Her geçen gün başarı tanımını daha da ulaşılmaz tanımların içine koyan bir dünyadayız. Eskiden üniversite okumak yeterliydi, sonra üzerine yüksek lisans yapmalı dendi, şimdi yurt dışında okumak başarılı öğrencinin tanımı olarak konuşuluyor.
İlk kitabım Yeni Bir Pencere Aç‘ta “Başarılı Bir Hayat Ne Demek?” bölümünde de belirttiğim gibi; “başarı tanımı yeni yüzyıldaki bir algı operasyonu. Bir çeşit özendirme taktiği. Daha fazla para kazanalım, daha fazla harcayalım, daha pahalı okullara gidelim, ofisteki rekabet oyunundan sıyrılıp terfi edeceğiz diye kendimizi tüketelim.. Ve tüm bunlara karşılık “yeterince” başarılı olmayınca özgüvenimizi yavaş yavaş kaybedelim.”

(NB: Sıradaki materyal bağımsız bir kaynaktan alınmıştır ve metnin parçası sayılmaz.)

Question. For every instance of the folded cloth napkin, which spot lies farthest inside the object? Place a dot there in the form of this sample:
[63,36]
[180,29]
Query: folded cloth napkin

Bu pencereden baktığımızda başarıyı yeniden tanımalamakla başlamamız gerektiğine inanıyorum.
Ya başarı, seni sen yapan değerlerini tüm hücrelerine kadar yaşadığın bir hayata sahip çıkmaksa?
Ya başarı, elinde tuttuğun hayattan ne kadar memnun olup olmadığınla ilgiliyse?
Ya başarı, dünden ne kadar ileride olduğun ve kendine ne kattığınla ilgiliyse?
Kendine İnanmakla Başlıyor Her Şey!
Başarı tanımını sorgulamaya başladığımızda, içimizdeki o umarsız sesi susturmamız için yapmaya başlayacağımız en iyi şey; kendimize inanmak. Kendine inanmadan, başkalarının sana inanmasını sağlaman çok zor..
Hadi şimdi sor kendine
Hiç mi başarılı zamanlarım olmadı? Hiç mi gurur duymadım kendimle? Ben neleri çok iyi yapıyorum? Beni değerli kılan neler var?
Kendinle ilgili algını değiştirmek için geçmişte veya bugün seni parlatan anlara bir bak lütfen. Eminim ki harika yaptığın bir çok şey var. Her insan gibi bazı alanlarda parlıyor, bazılarında ise sönük kalıyorsun. Çünkü insansın! Ve kimse mükemmel değil. İnsan olduğumuzu ve her şeyi mükemmel yapmamız gerekmediğini kabul ettiğimizde, başkalarından onay alma ihtiyacımız azalıyor. Ve başarısızlıklar ayağımıza daha zor çelme takıyor. Hatalarımızla birlikte sevmeli kendimizi. Olması gerektiği gibi…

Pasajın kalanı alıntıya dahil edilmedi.